In a call today with investors, General Motors CEO Mary Barra announced that the company will no longer invest in Cruise or its robotaxi services. GM will combine Cruise’s autonomous efforts with its own teams focusing on driver-assistance technologies. The chief executive stated that the combined team would eventually build “personal” self-driving vehicles.

“Given that it takes a lot of time and money to scale up a robotaxi in a highly competitive market, we believe that combining forces is more efficient and consistent with our priorities for capital allocation,” Barra said during the call.

In an email to WIRED, Cruise CEO Marc Whitten stated that the company and board “are collaborating closely with GM” on next steps.

Cruise has had a turbulent few months. The company operated robotaxi services last fall in San Francisco, Phoenix and Austin, Texas. It was preparing to expand into more cities. In October 2023, Cruise hit a pedestrian in San Francisco who had been thrown from a human-driven car in a hit and run. It was revealed weeks later that Cruise employees had not informed regulators that their vehicle had dragged a pedestrian over 20 feet and seriously injured them. California officials revoked the company’s permit for its autonomous cars to operate in the state. Cruise also halted all operations across the country.

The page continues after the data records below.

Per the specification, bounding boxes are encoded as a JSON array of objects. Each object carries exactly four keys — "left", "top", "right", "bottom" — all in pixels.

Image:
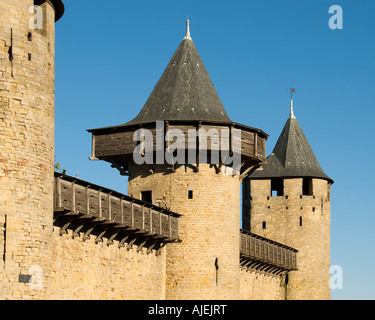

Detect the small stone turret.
[
  {"left": 0, "top": 0, "right": 64, "bottom": 299},
  {"left": 243, "top": 100, "right": 333, "bottom": 300},
  {"left": 90, "top": 21, "right": 268, "bottom": 299}
]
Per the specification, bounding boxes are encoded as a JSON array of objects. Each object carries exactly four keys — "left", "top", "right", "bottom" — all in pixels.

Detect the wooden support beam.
[
  {"left": 95, "top": 228, "right": 108, "bottom": 243},
  {"left": 147, "top": 240, "right": 158, "bottom": 254},
  {"left": 111, "top": 161, "right": 129, "bottom": 176},
  {"left": 72, "top": 224, "right": 84, "bottom": 239},
  {"left": 82, "top": 226, "right": 95, "bottom": 241},
  {"left": 155, "top": 243, "right": 166, "bottom": 257},
  {"left": 126, "top": 237, "right": 137, "bottom": 251},
  {"left": 59, "top": 218, "right": 74, "bottom": 236},
  {"left": 137, "top": 239, "right": 148, "bottom": 252},
  {"left": 107, "top": 231, "right": 120, "bottom": 246},
  {"left": 118, "top": 235, "right": 129, "bottom": 248}
]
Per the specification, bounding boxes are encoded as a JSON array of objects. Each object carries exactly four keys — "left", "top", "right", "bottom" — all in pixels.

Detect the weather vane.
[{"left": 288, "top": 84, "right": 296, "bottom": 100}]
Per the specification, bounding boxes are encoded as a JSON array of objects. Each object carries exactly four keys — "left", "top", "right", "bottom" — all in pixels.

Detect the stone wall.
[
  {"left": 128, "top": 164, "right": 240, "bottom": 299},
  {"left": 48, "top": 227, "right": 166, "bottom": 300},
  {"left": 250, "top": 178, "right": 330, "bottom": 299},
  {"left": 0, "top": 0, "right": 55, "bottom": 299},
  {"left": 240, "top": 269, "right": 286, "bottom": 300}
]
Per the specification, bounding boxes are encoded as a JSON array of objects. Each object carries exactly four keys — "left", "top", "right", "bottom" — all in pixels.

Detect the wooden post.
[
  {"left": 107, "top": 193, "right": 112, "bottom": 221},
  {"left": 120, "top": 198, "right": 124, "bottom": 223},
  {"left": 72, "top": 182, "right": 76, "bottom": 211},
  {"left": 85, "top": 186, "right": 90, "bottom": 214},
  {"left": 131, "top": 201, "right": 134, "bottom": 228},
  {"left": 56, "top": 177, "right": 61, "bottom": 208},
  {"left": 98, "top": 190, "right": 103, "bottom": 218}
]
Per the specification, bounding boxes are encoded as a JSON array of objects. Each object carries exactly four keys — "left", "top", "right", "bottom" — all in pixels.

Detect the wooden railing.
[
  {"left": 54, "top": 173, "right": 180, "bottom": 242},
  {"left": 240, "top": 230, "right": 298, "bottom": 271}
]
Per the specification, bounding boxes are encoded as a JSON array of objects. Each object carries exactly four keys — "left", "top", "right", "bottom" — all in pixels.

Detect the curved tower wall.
[
  {"left": 128, "top": 164, "right": 240, "bottom": 300},
  {"left": 245, "top": 178, "right": 331, "bottom": 300},
  {"left": 0, "top": 0, "right": 59, "bottom": 299}
]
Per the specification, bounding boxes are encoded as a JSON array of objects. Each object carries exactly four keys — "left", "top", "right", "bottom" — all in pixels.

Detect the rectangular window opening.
[
  {"left": 302, "top": 178, "right": 313, "bottom": 196},
  {"left": 271, "top": 179, "right": 284, "bottom": 197},
  {"left": 141, "top": 191, "right": 152, "bottom": 203}
]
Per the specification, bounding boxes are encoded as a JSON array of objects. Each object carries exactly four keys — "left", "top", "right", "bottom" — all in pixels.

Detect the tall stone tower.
[
  {"left": 0, "top": 0, "right": 64, "bottom": 299},
  {"left": 243, "top": 100, "right": 333, "bottom": 300},
  {"left": 90, "top": 21, "right": 268, "bottom": 300}
]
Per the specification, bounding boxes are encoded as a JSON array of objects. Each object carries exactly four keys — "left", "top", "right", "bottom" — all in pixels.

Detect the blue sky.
[{"left": 56, "top": 0, "right": 375, "bottom": 299}]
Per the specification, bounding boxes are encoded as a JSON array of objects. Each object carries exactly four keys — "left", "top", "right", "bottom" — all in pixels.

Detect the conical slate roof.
[
  {"left": 126, "top": 21, "right": 231, "bottom": 125},
  {"left": 249, "top": 101, "right": 333, "bottom": 183}
]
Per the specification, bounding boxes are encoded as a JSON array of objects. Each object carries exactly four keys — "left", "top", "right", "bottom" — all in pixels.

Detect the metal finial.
[
  {"left": 289, "top": 86, "right": 296, "bottom": 118},
  {"left": 184, "top": 18, "right": 191, "bottom": 40},
  {"left": 290, "top": 98, "right": 295, "bottom": 118}
]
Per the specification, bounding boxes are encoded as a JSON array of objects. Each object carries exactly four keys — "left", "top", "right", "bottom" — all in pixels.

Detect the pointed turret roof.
[
  {"left": 249, "top": 100, "right": 333, "bottom": 183},
  {"left": 126, "top": 20, "right": 231, "bottom": 125}
]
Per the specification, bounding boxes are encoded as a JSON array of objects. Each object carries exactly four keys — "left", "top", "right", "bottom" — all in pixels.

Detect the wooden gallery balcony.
[
  {"left": 54, "top": 173, "right": 181, "bottom": 254},
  {"left": 240, "top": 230, "right": 298, "bottom": 275}
]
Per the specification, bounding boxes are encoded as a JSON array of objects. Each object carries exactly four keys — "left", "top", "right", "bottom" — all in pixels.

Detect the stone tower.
[
  {"left": 0, "top": 0, "right": 64, "bottom": 299},
  {"left": 243, "top": 100, "right": 333, "bottom": 300},
  {"left": 90, "top": 21, "right": 268, "bottom": 300}
]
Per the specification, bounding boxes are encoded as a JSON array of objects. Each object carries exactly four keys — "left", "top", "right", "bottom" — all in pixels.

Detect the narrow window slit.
[{"left": 188, "top": 190, "right": 194, "bottom": 200}]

Cruise has never fully recovered from the incident. Critics have said that it was a sign of a flawed safety approach. The robotaxi company paid millions of dollars in fines to federal and state authorities related to the incident. Nine top executives, including the company’s founder and CEO Kyle Vogt, left and GM eventually laid off nearly a fourth of Cruise’s staff. Cruise began limited testing this summer in a few cities but never returned to offering Uber like service.

Barra said to analysts on Tuesday that GM determined that maintaining and deploying a robotaxi fleet was both too expensive and far removed from the manufacturer’s core businesses of building and selling automobiles.

Vogt wrote on X, “In case there was any doubt before, it’s clear now: GM is a bunch dummies.” What’s Next?

Cruise technology is now being used to refine Super Cruise technology, which will perform certain “hands-free driving tasks”–lane changing, emergency braking, and lane keeping–on certain highways. Super Cruise cannot drive “autonomously” so drivers are advised to stay alert.

Eventually GM plans to sell “level 4” cars to car buyers that can drive autonomously in some situations but not on all roads. Barra told analysts that “we know people love to drive their vehicles, but not always.”

General Motors has 90 percent of Cruise, and says that it has reached a deal with other shareholders for more than 97 per cent of the company. GM will “restructure” and “refocus” Cruise in order to achieve this goal, but Barra was unable to say if the new arrangement will lead layoffs.